On Sun, 16 Mar 2008, Tom Lane wrote:
> > I have a weird query execution plan problem I am trying to debug on
> > Postgresql 8.2.6. I have a query that joins against a temporary table that
> > has very few rows.
>
> Is it possible that the temp table ever has exactly zero rows?
Ah, that is indeed a possibility. If I am to understand correctly, there is
no way to represent the difference between an un-analyzed table and a
zero-sized analyzed table as far as the query planner is concerned? Looks
like I'll have to do a "select count(*)" before running query to avoid
entering this trap. (That feels a bit suboptimal since the conary repository
code does extensive work with/through temporary tables, and this could very
well end up not being the only section affected...)
> That's entirely the wrong way to think about it. The planner is
> choosing a good plan based on its estimates of table sizes, which
> are wildly different in the two cases:
>
> > -> Seq Scan on tmpinstanceid (cost=0.00..1.02 rows=2 width=8) (actual time=0.005..0.007 rows=2
loops=1)
>
> > -> Seq Scan on tmpinstanceid (cost=0.00..29.40 rows=1940 width=8)
In this particular case it would be nice if there would be a differentiation
between "estimate size 0" and "estimate size unknown".

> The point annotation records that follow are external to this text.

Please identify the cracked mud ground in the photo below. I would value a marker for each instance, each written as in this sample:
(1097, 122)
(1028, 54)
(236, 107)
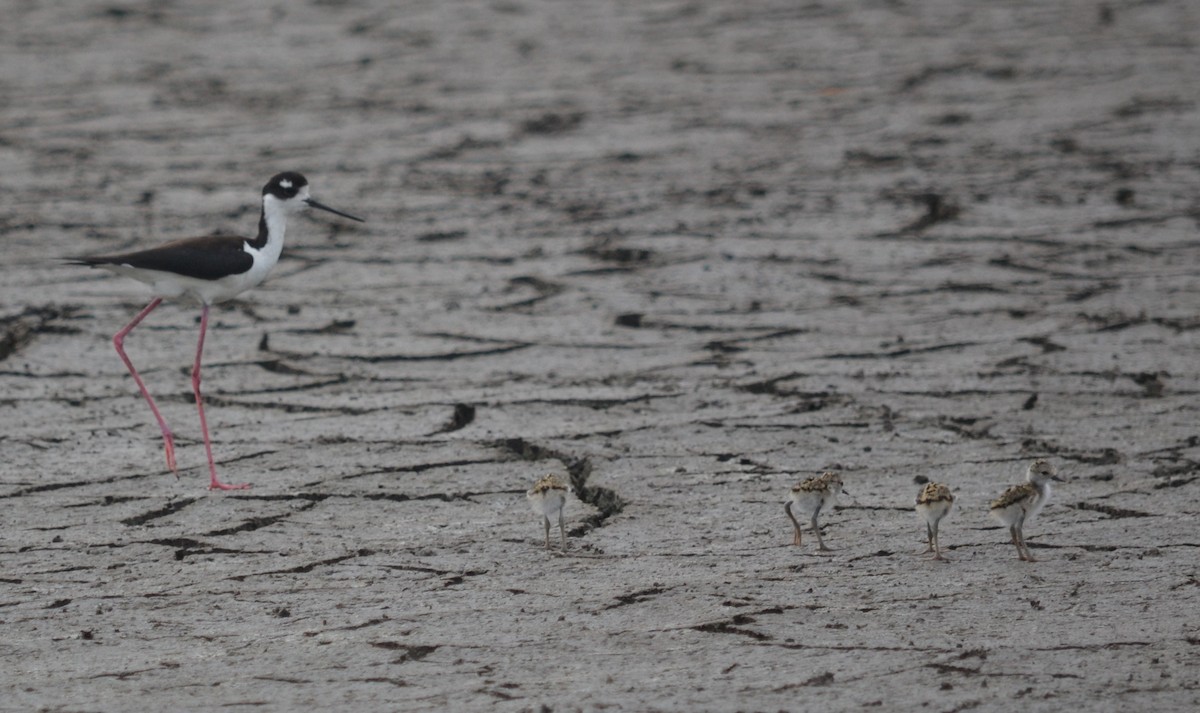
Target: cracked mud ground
(684, 253)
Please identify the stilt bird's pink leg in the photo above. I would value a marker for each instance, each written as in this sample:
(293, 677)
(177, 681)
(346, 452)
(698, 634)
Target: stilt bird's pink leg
(119, 342)
(214, 483)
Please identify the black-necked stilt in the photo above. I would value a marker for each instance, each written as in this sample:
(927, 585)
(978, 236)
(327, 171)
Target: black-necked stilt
(210, 269)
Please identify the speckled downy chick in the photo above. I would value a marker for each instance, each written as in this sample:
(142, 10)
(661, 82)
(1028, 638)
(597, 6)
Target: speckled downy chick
(809, 498)
(1021, 503)
(933, 503)
(549, 497)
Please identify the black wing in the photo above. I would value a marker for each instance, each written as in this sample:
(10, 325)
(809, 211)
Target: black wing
(204, 258)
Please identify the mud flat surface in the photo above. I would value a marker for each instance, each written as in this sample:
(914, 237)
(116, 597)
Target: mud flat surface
(684, 253)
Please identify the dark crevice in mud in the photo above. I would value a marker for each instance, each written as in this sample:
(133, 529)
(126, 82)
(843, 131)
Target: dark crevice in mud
(186, 547)
(604, 499)
(306, 387)
(637, 597)
(418, 467)
(543, 289)
(18, 330)
(462, 417)
(595, 403)
(305, 568)
(169, 508)
(265, 521)
(898, 353)
(1116, 513)
(735, 624)
(219, 401)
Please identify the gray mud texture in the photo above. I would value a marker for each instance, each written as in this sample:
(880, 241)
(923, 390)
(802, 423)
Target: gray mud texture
(684, 253)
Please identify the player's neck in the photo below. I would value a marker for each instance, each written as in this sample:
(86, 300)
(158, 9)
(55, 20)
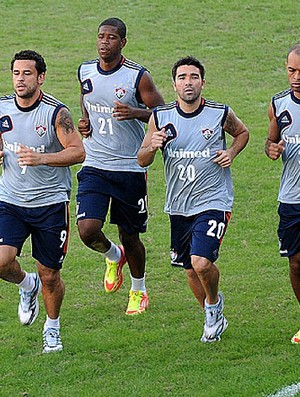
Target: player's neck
(189, 107)
(107, 66)
(28, 102)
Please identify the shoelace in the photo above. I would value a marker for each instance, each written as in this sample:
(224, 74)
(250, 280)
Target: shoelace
(51, 336)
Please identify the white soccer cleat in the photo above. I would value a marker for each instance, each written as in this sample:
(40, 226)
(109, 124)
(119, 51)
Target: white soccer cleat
(215, 322)
(28, 309)
(51, 340)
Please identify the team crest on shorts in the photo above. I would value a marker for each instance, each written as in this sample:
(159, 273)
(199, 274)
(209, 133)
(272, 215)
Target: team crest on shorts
(207, 133)
(41, 130)
(120, 92)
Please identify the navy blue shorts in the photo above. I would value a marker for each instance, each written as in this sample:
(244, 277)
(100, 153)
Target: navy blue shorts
(124, 192)
(199, 235)
(48, 227)
(289, 229)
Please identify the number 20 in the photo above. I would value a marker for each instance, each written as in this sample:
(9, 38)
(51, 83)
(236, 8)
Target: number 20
(216, 229)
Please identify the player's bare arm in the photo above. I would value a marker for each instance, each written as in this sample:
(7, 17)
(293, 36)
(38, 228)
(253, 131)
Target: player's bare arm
(237, 129)
(69, 138)
(149, 96)
(153, 141)
(274, 146)
(84, 126)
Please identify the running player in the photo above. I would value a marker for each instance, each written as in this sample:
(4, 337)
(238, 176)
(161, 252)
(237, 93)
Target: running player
(116, 97)
(39, 142)
(199, 197)
(284, 140)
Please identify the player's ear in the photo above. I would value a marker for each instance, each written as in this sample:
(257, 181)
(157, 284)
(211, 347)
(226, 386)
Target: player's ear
(41, 78)
(123, 42)
(174, 85)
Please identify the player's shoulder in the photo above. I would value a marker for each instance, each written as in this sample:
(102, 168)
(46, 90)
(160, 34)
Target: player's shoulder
(281, 94)
(6, 98)
(51, 100)
(213, 104)
(89, 63)
(129, 64)
(166, 107)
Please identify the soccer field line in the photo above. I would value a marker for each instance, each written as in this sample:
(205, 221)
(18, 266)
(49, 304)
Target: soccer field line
(288, 391)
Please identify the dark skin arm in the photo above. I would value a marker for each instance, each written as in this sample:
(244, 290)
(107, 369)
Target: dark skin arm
(274, 145)
(149, 95)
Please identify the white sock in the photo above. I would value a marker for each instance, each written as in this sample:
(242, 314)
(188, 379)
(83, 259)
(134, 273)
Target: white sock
(114, 253)
(211, 307)
(52, 323)
(138, 284)
(27, 283)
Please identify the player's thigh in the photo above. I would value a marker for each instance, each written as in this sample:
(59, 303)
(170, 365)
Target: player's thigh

> The only idea I have for how the planner could "ignore" a previous
> analyze result is if the analyze found the table to be of zero size.
> Then the heuristic would still be applied because relpages == 0.
For now I will try to run with the assumption that the massive sequential
scans are caused by joing an empty table in the query and try to work my way
around it - unless there is some trick to tell the planner that this is a
query that would be much better optimized away instead of causing a massive
IO storm.
Thanks,
Cristian
--
Cristian Gafton
rPath, Inc.